Michael Doring Connelly, a 40-plus-year healthcare veteran and former CEO of Mercy Health, details how senior citizens (and people with terminal diagnoses) can have more control and dignity in the final phases of their lives in his new book, The Journey’s End: An Investigation into Death and Dying in Modern America (Rowman & Littlefield; April 2023; ISBN: 9781538175491; Hardcover). In an interview, Connelly can detail how to change the standard approach to end-of-life care and the practical benefits of facing death as a reality rather than trying to medicalize it.
The author claims that when the system stops fighting death with invasive procedures and prescription drugs, dying becomes a shared, caring family experience rather than a cold, clinical and medical ordeal. Emphasizing the importance of knowledge and communication, The Journey’s End aims to raise awareness of the key issues driving the dysfunction of U.S. healthcare, with attention to how the elderly bear the brunt, while encouraging people to develop “death literacy.” (story continues below)

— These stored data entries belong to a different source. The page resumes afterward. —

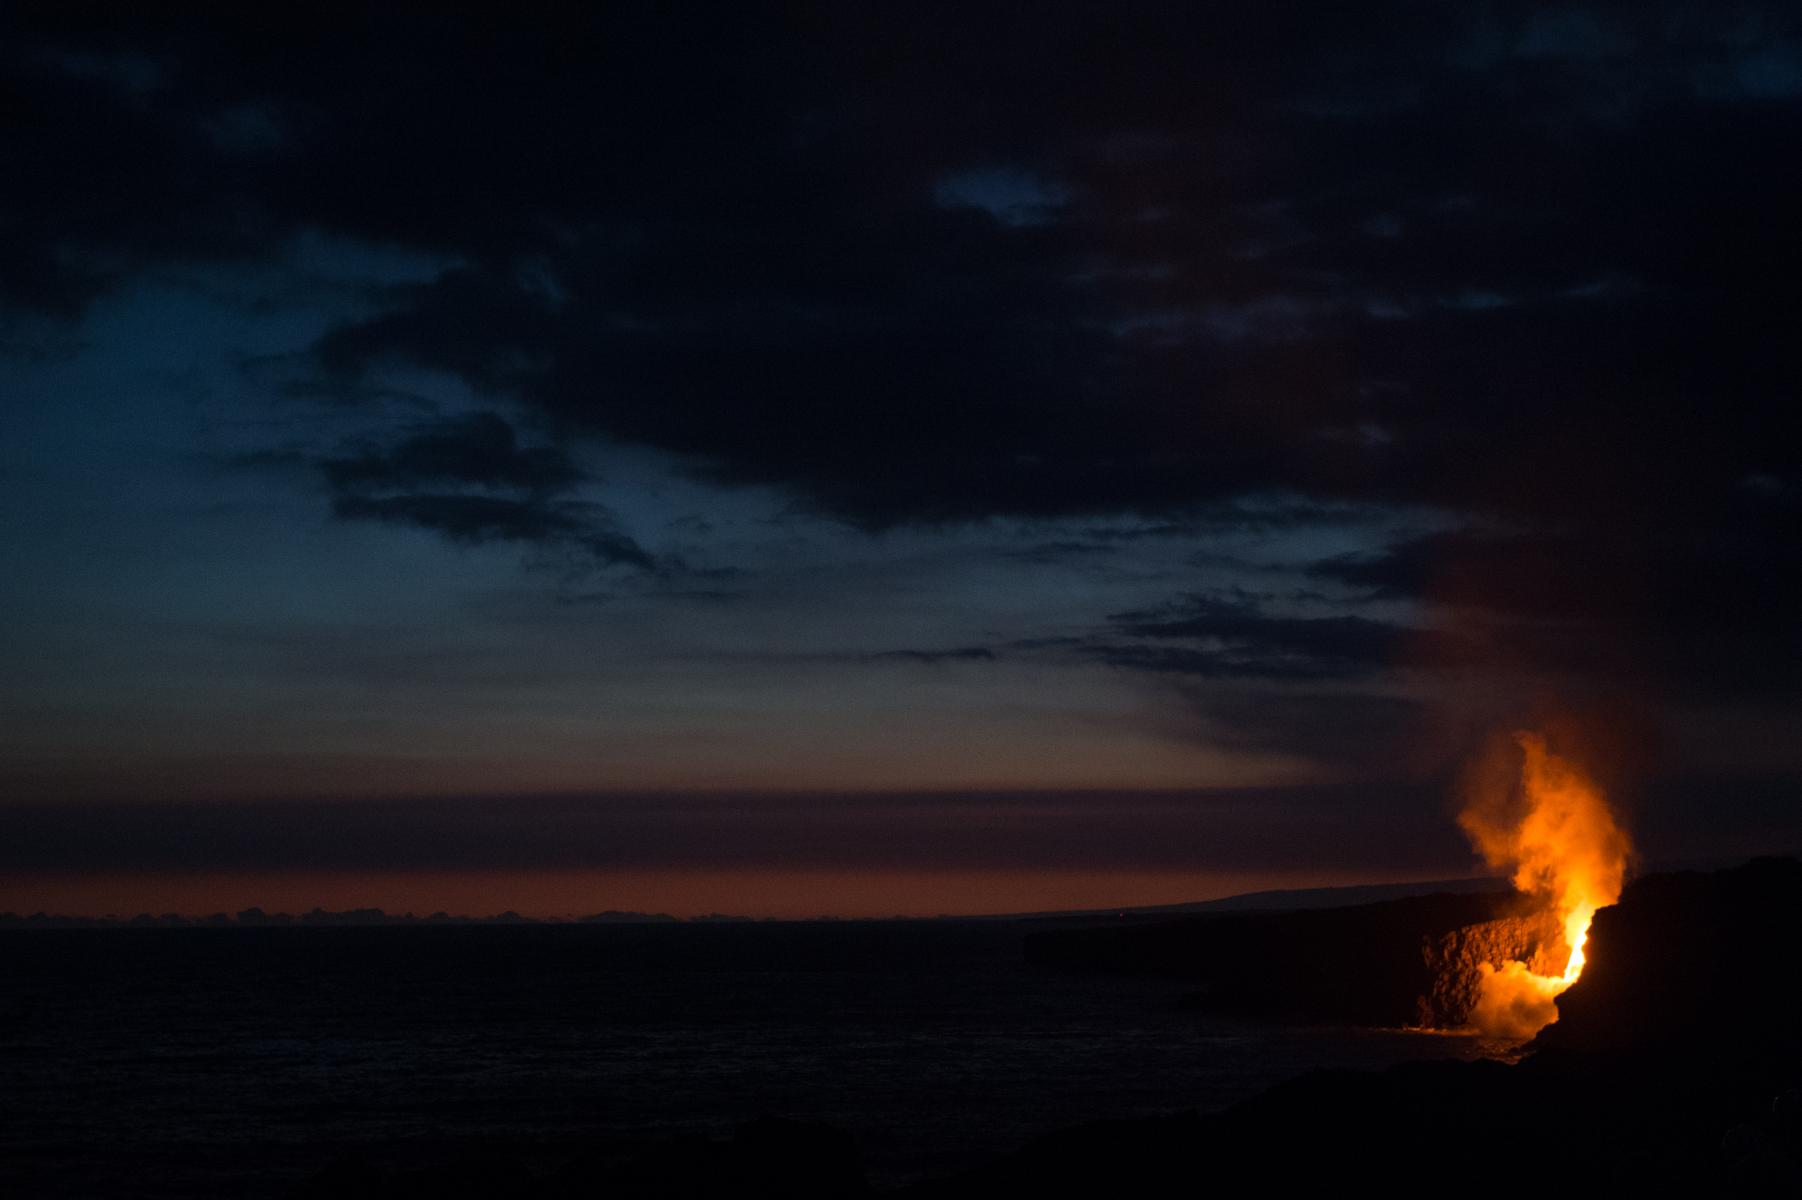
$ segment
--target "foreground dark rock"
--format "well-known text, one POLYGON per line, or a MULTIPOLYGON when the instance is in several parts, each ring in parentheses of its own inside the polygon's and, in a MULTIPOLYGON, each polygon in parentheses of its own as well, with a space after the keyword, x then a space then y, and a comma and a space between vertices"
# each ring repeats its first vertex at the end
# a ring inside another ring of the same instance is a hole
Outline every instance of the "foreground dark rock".
POLYGON ((1538 1045, 1794 1045, 1802 1020, 1802 862, 1637 880, 1590 927, 1588 966, 1538 1045))

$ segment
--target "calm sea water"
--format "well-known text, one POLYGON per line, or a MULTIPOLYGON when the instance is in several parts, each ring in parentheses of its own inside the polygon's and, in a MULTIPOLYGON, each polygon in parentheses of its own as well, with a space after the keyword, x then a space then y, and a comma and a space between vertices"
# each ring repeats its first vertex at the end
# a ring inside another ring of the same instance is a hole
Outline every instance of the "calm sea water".
POLYGON ((1229 1104, 1464 1039, 1230 1024, 1029 968, 1012 923, 0 935, 0 1195, 279 1196, 353 1151, 725 1133, 861 1143, 872 1178, 1075 1121, 1229 1104))

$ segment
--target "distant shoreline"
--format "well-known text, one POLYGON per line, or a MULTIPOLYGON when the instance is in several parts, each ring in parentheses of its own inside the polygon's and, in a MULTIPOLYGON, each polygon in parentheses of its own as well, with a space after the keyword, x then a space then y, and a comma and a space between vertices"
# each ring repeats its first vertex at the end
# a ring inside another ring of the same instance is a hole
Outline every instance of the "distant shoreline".
POLYGON ((707 913, 680 917, 670 913, 608 910, 580 916, 530 917, 514 911, 489 916, 469 916, 434 912, 419 916, 412 912, 390 913, 380 908, 330 910, 314 908, 304 913, 265 912, 252 907, 237 913, 212 913, 195 916, 187 913, 137 913, 122 917, 81 916, 62 913, 0 913, 0 931, 9 929, 283 929, 283 928, 384 928, 443 926, 567 926, 567 925, 684 925, 725 923, 813 923, 888 922, 888 921, 1059 921, 1112 920, 1120 917, 1190 916, 1210 912, 1296 911, 1316 908, 1344 908, 1394 900, 1405 896, 1435 892, 1457 894, 1505 891, 1506 880, 1492 878, 1438 879, 1411 883, 1354 884, 1346 887, 1294 888, 1286 890, 1244 892, 1216 900, 1196 900, 1177 904, 1140 905, 1122 908, 1061 909, 1020 913, 941 913, 936 915, 896 915, 891 917, 839 917, 822 914, 817 917, 754 917, 731 913, 707 913))

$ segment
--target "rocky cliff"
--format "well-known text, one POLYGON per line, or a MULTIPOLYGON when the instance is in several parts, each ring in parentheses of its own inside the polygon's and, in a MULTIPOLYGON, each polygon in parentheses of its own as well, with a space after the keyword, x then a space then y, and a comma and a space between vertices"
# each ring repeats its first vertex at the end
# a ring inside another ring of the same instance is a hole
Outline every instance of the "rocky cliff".
MULTIPOLYGON (((1415 896, 1314 912, 1233 913, 1065 929, 1027 939, 1030 962, 1193 982, 1194 1003, 1259 1020, 1457 1028, 1477 966, 1536 967, 1562 948, 1555 922, 1512 892, 1415 896)), ((1562 960, 1552 973, 1563 968, 1562 960)))
POLYGON ((1484 963, 1518 960, 1537 975, 1558 975, 1570 958, 1564 932, 1549 912, 1428 934, 1420 953, 1424 976, 1415 1023, 1426 1029, 1460 1029, 1469 1022, 1484 963))

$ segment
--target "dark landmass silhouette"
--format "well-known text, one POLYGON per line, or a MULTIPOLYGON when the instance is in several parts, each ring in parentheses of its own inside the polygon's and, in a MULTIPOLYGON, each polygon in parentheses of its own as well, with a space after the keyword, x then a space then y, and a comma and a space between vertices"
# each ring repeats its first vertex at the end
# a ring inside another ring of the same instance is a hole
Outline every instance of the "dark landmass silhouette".
POLYGON ((1360 904, 1376 904, 1384 900, 1401 900, 1409 896, 1432 896, 1441 893, 1508 892, 1512 885, 1506 879, 1434 879, 1415 883, 1360 883, 1348 887, 1278 888, 1262 892, 1241 892, 1218 900, 1191 900, 1181 904, 1145 904, 1133 908, 1090 908, 1058 912, 1010 913, 996 920, 1070 921, 1089 919, 1129 920, 1160 918, 1183 914, 1227 912, 1294 912, 1325 908, 1352 908, 1360 904))
POLYGON ((1446 957, 1432 948, 1469 939, 1472 931, 1512 931, 1523 924, 1520 905, 1514 892, 1438 894, 1347 908, 1047 930, 1027 937, 1026 957, 1066 970, 1192 982, 1195 1007, 1237 1017, 1456 1026, 1468 1006, 1431 1008, 1446 957))
MULTIPOLYGON (((368 925, 662 925, 681 920, 669 913, 621 912, 608 909, 606 912, 591 913, 582 917, 563 917, 546 920, 538 917, 521 916, 511 910, 495 913, 486 917, 454 916, 447 912, 435 912, 429 916, 415 916, 408 913, 390 913, 379 908, 348 908, 336 911, 314 908, 307 912, 294 914, 285 912, 264 912, 260 908, 247 908, 238 913, 213 913, 206 917, 191 917, 182 913, 139 913, 135 917, 78 917, 64 916, 56 913, 36 912, 20 914, 0 913, 0 930, 7 929, 265 929, 283 926, 329 926, 343 928, 345 926, 368 925)), ((691 920, 748 920, 741 917, 723 917, 717 914, 707 917, 693 917, 691 920)))
MULTIPOLYGON (((1676 871, 1706 867, 1730 866, 1731 863, 1665 863, 1656 869, 1676 871)), ((1172 916, 1207 916, 1218 913, 1274 913, 1352 908, 1386 900, 1428 895, 1507 894, 1511 885, 1505 879, 1489 877, 1424 880, 1412 883, 1366 883, 1346 887, 1278 888, 1270 891, 1240 892, 1214 900, 1186 900, 1175 904, 1147 904, 1125 908, 1052 909, 1040 912, 941 914, 936 917, 894 916, 846 918, 819 917, 754 917, 738 913, 702 913, 679 917, 666 912, 633 912, 608 909, 586 916, 528 917, 517 912, 490 916, 459 915, 435 912, 416 916, 411 912, 390 913, 380 908, 329 910, 315 907, 304 913, 264 912, 247 908, 238 913, 216 912, 206 916, 187 913, 138 913, 122 917, 114 914, 84 916, 67 913, 0 912, 0 931, 9 929, 207 929, 233 926, 282 925, 662 925, 676 922, 775 922, 775 921, 1039 921, 1047 925, 1116 924, 1121 921, 1160 921, 1172 916)))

In the book, readers will learn the following five tips and more:
* Many older patients are not getting what they want in respect to end-of-life care. Instead, they are receiving invasive — and unproductive — treatments in the last months of their lives.
* Elder patients should have palliative care consults before aggressive end-of-life treatments like chemotherapy, dialysis, surgery or a visit to the ICU.
* Why health policies routinely pay for futile attempts to avoid death but refuse to cover effective, needed and much less expensive social support services — and steps for reform, including eliminating prescription drug ads targeting the elderly that offer false hope for cures and taxing healthcare benefits to decrease demand for high-cost treatments.
* Everyone deserves to die with dignity and around their loved ones. Why everyone in the ranks of senior citizens and anyone grappling with a grave disease needs to clearly express their wishes for dying — with details on feeding tubes, ventilators and more — and document their preferences in a cell phone video, if not an official advance directive.
Michael Doring Connelly served as CEO of Mercy Health, one of the nation’s largest health systems, from 1994 to 2017. He previously served as an executive with the Daughters of Charity National Health System (now the Ascension Health System) and has experience with healthcare systems in Germany, the United Kingdom, Denmark, Sweden and Spain. He has published numerous articles in various healthcare journals and served as the chair of prominent organizations, including Catholic Charities USA. He lives on Johns Island, South Carolina.